Nach 45 Jahren ist Schluss: Adieu, Altstadt-Aldi

Nach 45 Jahren ist Schluss: Adieu, Altstadt-Aldi

Ein Nachruf auf einen Lebensmittelpunkt im Herzen der Stadt. Hier trafen sich Altstadtbewohner, Rucksacktouristen und Geschäftsleute.

Düsseldorf. Der freundliche Fifty-Fifty-Verkäufer, der den Kunden immer die Tür aufhält, auch schon mal den Dreck vorm Ladeneingang wegwischt, hat Tränen in den Augen: „Seit 45 Jahren gibt es den Laden hier, ich bin praktisch mit ihm aufgewachsen.“ Nicht nur er, sondern viele Altstädter, für die die Aldi-Filiale in dem zurückgesetzten Haus an der Flinger Straße die erste Adresse für Nahversorgung war. Jetzt ist das Haus verkauft. Aldi wollte bleiben, und die Altstädter wollten, dass Aldi bleibt. Doch die Miete — altes Thema in der Altstadt — soll zu hoch gestiegen sein. Aldi konnte oder wollte nicht mithalten, wird erzählt.

An Heiligabend, 14 Uhr, schlossen sich die Türen zum letzten Mal. Bald werden hier Schuhe verkauft. Draußen und drinnen letzte Diskussionen in vertrauten Grüppchen: Bedauern, trauern. Denn dies hier war mehr als nur noch eine Adresse des Discounters. Dafür sorgte schon die bunte Mischung der Altstadt-Multi-Kulti-Kunden.
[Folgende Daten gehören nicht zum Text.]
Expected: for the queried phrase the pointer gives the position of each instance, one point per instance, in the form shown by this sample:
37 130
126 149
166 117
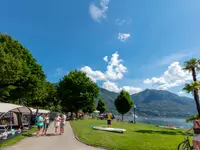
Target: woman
196 138
46 124
62 123
39 124
57 123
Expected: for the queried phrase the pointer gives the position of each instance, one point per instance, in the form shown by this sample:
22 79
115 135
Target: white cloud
115 70
94 75
105 58
173 57
181 93
120 22
111 86
99 12
60 72
123 36
174 76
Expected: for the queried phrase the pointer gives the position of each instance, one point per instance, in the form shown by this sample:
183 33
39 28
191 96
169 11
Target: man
109 117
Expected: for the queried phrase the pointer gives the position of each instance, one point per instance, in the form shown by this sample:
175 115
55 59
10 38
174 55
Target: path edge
77 138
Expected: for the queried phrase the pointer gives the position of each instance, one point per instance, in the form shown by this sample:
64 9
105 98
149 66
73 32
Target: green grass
18 138
137 136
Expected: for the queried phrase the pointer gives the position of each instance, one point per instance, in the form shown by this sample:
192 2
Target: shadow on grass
34 135
159 132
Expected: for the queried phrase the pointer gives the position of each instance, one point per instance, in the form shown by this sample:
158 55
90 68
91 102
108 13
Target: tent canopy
40 111
6 107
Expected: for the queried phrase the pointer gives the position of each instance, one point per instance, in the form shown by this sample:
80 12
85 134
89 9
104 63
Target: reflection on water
180 123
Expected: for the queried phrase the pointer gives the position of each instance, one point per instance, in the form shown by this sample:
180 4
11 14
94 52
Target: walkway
67 141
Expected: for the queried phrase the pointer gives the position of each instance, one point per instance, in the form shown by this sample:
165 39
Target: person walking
39 124
46 124
109 117
62 123
57 123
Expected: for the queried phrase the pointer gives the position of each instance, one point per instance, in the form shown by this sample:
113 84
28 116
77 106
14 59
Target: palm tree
193 88
192 65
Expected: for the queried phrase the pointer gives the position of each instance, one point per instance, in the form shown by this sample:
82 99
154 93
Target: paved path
67 141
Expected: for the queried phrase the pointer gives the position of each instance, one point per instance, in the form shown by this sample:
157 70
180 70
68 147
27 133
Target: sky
130 44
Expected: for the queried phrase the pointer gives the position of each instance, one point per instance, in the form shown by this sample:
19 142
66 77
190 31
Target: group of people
44 120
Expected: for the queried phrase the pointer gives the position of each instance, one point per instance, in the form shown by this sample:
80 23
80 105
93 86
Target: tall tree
123 103
101 106
77 91
90 108
193 88
20 74
193 65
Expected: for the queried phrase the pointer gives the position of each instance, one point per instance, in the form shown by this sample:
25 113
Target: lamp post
134 112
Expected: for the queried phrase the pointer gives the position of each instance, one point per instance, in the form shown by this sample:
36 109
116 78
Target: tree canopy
123 103
20 74
77 91
193 65
101 106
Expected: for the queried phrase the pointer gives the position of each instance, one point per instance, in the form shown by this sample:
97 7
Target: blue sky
153 38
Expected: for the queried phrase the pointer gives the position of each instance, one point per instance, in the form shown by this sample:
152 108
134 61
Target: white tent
40 111
7 107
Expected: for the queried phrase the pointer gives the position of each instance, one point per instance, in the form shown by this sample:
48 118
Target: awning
40 111
6 107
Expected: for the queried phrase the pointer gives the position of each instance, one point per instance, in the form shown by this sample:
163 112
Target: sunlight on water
179 123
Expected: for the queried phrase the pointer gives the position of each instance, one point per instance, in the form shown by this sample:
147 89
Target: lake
180 123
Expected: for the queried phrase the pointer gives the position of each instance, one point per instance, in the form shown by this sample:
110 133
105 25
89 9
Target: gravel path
67 141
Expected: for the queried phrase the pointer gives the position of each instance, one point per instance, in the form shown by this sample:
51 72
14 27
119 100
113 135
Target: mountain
154 103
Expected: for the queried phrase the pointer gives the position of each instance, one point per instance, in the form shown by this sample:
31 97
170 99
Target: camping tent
7 107
40 111
12 115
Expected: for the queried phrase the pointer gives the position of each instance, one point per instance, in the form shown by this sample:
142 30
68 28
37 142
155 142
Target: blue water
180 123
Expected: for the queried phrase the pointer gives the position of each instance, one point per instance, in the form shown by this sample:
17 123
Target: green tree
123 103
20 74
90 108
193 88
193 65
77 91
101 106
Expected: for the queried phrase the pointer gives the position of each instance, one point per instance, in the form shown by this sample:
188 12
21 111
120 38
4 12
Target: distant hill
154 103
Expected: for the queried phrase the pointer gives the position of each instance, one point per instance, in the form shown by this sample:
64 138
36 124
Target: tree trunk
196 98
194 74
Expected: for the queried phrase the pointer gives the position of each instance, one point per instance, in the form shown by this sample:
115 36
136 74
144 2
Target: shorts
196 138
46 125
62 125
109 122
39 127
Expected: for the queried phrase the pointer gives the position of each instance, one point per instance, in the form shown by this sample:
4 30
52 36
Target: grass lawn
18 138
136 137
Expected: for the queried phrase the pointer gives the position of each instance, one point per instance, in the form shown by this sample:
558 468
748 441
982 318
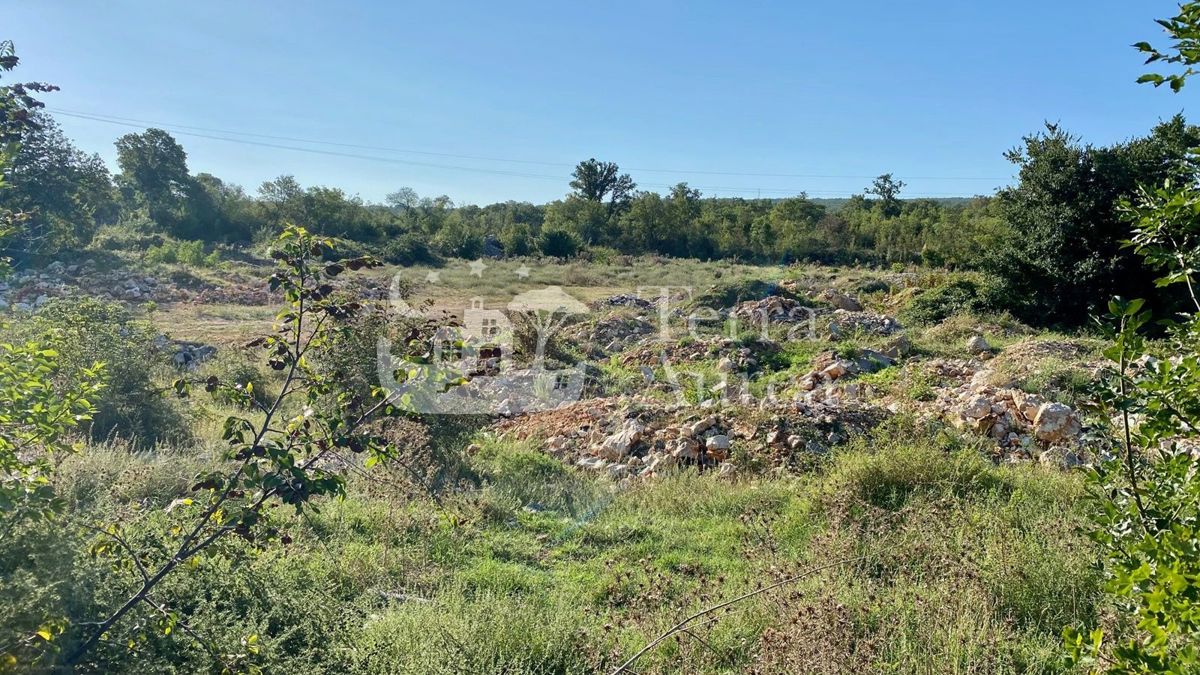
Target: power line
183 131
100 117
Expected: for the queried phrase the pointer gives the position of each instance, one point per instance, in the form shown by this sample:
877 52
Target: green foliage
270 459
953 297
1067 254
190 254
1185 33
729 293
87 332
1147 505
35 416
558 244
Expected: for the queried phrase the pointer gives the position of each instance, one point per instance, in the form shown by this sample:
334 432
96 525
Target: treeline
71 196
1051 244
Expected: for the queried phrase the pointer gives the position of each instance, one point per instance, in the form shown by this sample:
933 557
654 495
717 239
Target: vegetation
298 515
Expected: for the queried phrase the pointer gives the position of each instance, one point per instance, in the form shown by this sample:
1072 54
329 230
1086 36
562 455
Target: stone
977 407
618 444
701 425
593 464
684 448
976 345
1055 423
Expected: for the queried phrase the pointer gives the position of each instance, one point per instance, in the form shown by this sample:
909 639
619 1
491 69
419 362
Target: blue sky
829 93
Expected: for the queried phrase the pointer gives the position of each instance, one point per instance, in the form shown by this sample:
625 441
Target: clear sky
493 101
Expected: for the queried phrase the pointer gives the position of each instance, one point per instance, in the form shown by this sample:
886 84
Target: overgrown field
498 544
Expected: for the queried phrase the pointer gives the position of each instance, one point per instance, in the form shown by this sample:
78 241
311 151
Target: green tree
154 175
273 459
65 192
1147 496
1066 252
595 180
887 189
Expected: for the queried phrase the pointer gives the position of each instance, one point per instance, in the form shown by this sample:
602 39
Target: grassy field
484 554
952 565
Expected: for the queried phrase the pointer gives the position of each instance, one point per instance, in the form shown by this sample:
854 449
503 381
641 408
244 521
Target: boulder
1055 423
618 444
977 407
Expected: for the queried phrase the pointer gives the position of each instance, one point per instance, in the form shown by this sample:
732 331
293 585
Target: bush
558 244
84 332
729 293
190 254
958 296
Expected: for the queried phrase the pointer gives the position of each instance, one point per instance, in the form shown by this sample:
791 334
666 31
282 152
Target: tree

Da waren zuerst einmal die alteingesessenen Düsseldorfer. Ja, die gibt’s noch — wie die „Omma“ mit ihrem Rollwagen, die vom ewig weißbekittelten Altstadt-Original auf Platt begrüßt wird („Wat macht dat Knie?“). Sie stehen in einer Reihe mit den jugendlichen Rucksackreisenden, die sich mal eben einen billigen Drink in der Plastikflasche kaufen, den schnieken Jungs aus dem umliegenden Business-Bezirk, die die Computer-Angebote abräumen, der Karriere-Frau, die ihren abgepackten Salat mit Karte bezahlt, die sie erst umständlich in der nachgemachten Designer-Tasche sucht. Die Schlange zischt, bleibt aber bei Laune.

Ja, es gab auch Problemkunden in der Altstadt, die zeitweise das Vorfeld des Ladens vom Aldi- zum Alki-Treff verkommen ließen. Da machte der Discounter kurzen Prozess und verbannte einfach die harten Sachen aus den Regalen. Das wirkte. Besser als Platzverweis.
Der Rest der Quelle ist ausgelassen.